An American tracker from Taipei
Winston Yeh of Rough Crafts has such a good eye — we love his stuff around here. Recently we ran across one of his older builds that we hadn’t seen before. It’s a Harley-Davidson XR1200 turned street tracker. We hit Winston up asking if it was a new build and he let us know it wasn’t. He still had the media link handy and we pulled them down to drool over. Rather than keeping them to ourselves, we thought we’d share with you all here so you can enjoy them too!
Images and copy below provided by Winston Yeh, with some slight tweaks to copy by us.

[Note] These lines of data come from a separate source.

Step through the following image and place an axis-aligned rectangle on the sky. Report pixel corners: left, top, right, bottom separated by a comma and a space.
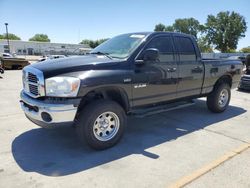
0, 0, 250, 49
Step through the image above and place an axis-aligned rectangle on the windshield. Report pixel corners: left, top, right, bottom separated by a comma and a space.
90, 34, 145, 59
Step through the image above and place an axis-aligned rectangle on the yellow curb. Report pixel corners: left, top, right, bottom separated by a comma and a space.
169, 144, 250, 188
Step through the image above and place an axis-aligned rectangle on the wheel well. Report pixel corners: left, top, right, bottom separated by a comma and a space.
214, 75, 232, 88
78, 88, 129, 112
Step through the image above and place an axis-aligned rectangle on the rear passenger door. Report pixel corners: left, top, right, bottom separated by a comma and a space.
174, 36, 204, 98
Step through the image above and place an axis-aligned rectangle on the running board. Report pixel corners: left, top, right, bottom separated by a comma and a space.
129, 100, 195, 118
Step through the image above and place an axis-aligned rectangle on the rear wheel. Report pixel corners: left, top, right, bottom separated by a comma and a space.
207, 83, 231, 113
76, 100, 126, 150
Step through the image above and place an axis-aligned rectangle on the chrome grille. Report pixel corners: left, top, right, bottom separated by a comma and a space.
23, 66, 45, 98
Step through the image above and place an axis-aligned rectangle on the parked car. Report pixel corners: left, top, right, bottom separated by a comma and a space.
38, 55, 66, 62
227, 56, 246, 65
20, 32, 242, 149
0, 53, 30, 70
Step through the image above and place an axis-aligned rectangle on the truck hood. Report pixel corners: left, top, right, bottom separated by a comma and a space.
31, 54, 121, 78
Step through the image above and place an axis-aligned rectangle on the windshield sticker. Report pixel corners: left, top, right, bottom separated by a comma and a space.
130, 34, 145, 39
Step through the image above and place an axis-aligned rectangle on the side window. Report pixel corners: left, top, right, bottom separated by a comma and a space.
175, 37, 196, 61
145, 37, 174, 62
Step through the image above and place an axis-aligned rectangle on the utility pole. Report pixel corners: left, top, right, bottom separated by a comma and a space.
5, 23, 10, 53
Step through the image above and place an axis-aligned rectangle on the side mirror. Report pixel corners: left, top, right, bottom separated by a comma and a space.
143, 48, 159, 61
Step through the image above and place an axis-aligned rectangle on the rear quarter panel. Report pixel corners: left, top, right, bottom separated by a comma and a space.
202, 59, 243, 94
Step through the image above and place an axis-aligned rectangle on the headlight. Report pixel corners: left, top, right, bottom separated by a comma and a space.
45, 77, 80, 97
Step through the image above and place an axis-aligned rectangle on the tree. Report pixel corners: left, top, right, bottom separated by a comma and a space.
173, 18, 202, 38
80, 39, 108, 48
240, 46, 250, 53
29, 34, 50, 42
0, 33, 21, 40
206, 11, 247, 52
154, 23, 165, 31
154, 18, 204, 38
197, 37, 213, 53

This build started with a 3-way collaboration between 2 of my friends’ brands, Taki Design, Provider Production, and the giant of work wear, Dickies. The whole collaboration is surrounded within the biker and worker style of clothing. During one of the meetings, the idea of Dickies building a bike for the project when both Taki Design and Provider Production got one of Rough Crafts bikes — the whole project would tie together even closer if Dickies have a bike too. Turns out that the owner of Dickies Taiwan’s had an XR1200 and just been through a small crash couple days ago, so it’s perfect timing!

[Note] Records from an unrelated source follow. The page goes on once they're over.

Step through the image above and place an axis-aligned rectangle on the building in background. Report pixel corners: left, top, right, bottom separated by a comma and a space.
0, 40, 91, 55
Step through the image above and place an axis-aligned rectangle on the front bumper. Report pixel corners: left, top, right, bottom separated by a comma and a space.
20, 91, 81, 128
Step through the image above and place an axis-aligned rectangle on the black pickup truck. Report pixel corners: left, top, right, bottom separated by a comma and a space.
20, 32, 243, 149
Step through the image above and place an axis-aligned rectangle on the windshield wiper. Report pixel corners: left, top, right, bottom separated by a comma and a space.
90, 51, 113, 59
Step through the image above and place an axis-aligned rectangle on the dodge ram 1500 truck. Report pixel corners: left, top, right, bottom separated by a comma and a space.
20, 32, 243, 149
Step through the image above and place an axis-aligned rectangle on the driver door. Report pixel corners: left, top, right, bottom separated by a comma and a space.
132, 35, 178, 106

The XR1200 is actually a good bike but the stock design aesthetics is just wrong in a lot of ways. Since a tracker style bike is always one of the direction we’re always interested to go with, and the old XR750 racer is just simply one of the coolest bike ever…so the direction became clear: turn a 2010 XR1200 in to a XR750 style street tracker!! The build was actually almost side by side with our Hooligan Tactics, so we took the 48 stock front forks and swingarm for the vintage tracker look, the stock XR has a upward EFI system which is a headache for us, so we changed it into Mikuni HSR42 carb going on side to run our Velocity Stacks.
Shaping wise we used a sportster tank stretched almost 2″ and slimmed down for a slick side profile. The seat/tail section is the same as on Hooligan Tactics which is our production prototype. For the exhaust, a Supertrapp 2-into-2 tracker pipe always has a place in my heart so when one of my friends was selling his a couple years ago I couldn’t help myself from buying it for no reason. At the time, I had no idea what to do with it, and now the chance has come!

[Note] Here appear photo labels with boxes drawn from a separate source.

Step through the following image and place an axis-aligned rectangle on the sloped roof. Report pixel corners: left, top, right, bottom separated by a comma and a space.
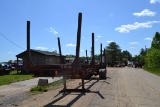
32, 50, 59, 56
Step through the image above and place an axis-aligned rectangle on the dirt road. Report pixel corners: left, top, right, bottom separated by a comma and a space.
1, 67, 160, 107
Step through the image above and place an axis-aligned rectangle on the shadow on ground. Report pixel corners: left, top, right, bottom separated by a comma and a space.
44, 77, 109, 107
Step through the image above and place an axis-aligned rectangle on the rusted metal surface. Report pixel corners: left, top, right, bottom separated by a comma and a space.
72, 13, 82, 68
26, 13, 106, 92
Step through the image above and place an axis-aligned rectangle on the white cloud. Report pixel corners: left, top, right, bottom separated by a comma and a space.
36, 47, 48, 50
66, 43, 76, 46
8, 52, 14, 54
49, 27, 58, 35
144, 38, 152, 41
133, 9, 156, 17
107, 40, 113, 43
130, 42, 139, 45
115, 21, 160, 33
150, 0, 160, 4
130, 47, 136, 49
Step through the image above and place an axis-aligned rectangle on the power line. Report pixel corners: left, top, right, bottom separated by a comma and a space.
0, 33, 25, 50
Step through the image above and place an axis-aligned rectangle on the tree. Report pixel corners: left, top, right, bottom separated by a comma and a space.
145, 48, 160, 68
151, 32, 160, 49
145, 32, 160, 68
122, 50, 132, 61
105, 42, 121, 62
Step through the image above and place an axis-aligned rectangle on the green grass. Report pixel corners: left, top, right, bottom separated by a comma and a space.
143, 67, 160, 76
30, 80, 63, 94
0, 70, 34, 86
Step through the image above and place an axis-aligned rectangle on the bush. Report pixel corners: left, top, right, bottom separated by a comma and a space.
145, 48, 160, 68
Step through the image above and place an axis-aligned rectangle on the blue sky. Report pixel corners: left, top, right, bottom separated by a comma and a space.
0, 0, 160, 62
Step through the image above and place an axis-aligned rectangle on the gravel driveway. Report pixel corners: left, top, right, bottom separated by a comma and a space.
0, 67, 160, 107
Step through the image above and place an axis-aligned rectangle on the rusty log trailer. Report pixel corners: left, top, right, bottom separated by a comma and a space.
81, 33, 106, 80
25, 13, 106, 92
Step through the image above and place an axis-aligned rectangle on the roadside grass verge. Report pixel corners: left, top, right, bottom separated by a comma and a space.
0, 70, 34, 86
30, 79, 63, 94
143, 67, 160, 76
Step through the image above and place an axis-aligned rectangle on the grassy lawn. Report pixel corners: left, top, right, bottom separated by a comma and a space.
30, 80, 63, 95
0, 70, 34, 86
143, 67, 160, 76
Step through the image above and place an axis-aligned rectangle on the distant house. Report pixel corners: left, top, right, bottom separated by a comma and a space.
16, 49, 65, 65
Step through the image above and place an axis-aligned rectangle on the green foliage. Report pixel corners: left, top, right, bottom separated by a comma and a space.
143, 66, 160, 76
151, 32, 160, 49
145, 48, 160, 68
105, 42, 121, 62
0, 70, 33, 86
122, 50, 132, 61
30, 80, 63, 94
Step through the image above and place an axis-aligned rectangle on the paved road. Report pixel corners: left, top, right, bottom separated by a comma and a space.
1, 67, 160, 107
42, 67, 160, 107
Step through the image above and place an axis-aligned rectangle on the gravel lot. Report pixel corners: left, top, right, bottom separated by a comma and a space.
0, 67, 160, 107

Of course, I couldn’t see myself just bolt it on directly, so I massaged the header of the rear cylinder to turn and fit into the front header, made another long megaphone and billet end cap, viola — a one-off Rough Crafts 2-into-1 tracker pipe came to be! The rest of details you can pretty much see in the tech sheet. For the paint, to match Dickies’ “work wear” idea without making it a “theme” bike, I asked Air Runner Custom Paint to do a slightly rusted bare metal trick paint, and this is what he delivered, yes, trust me, it’s all paint.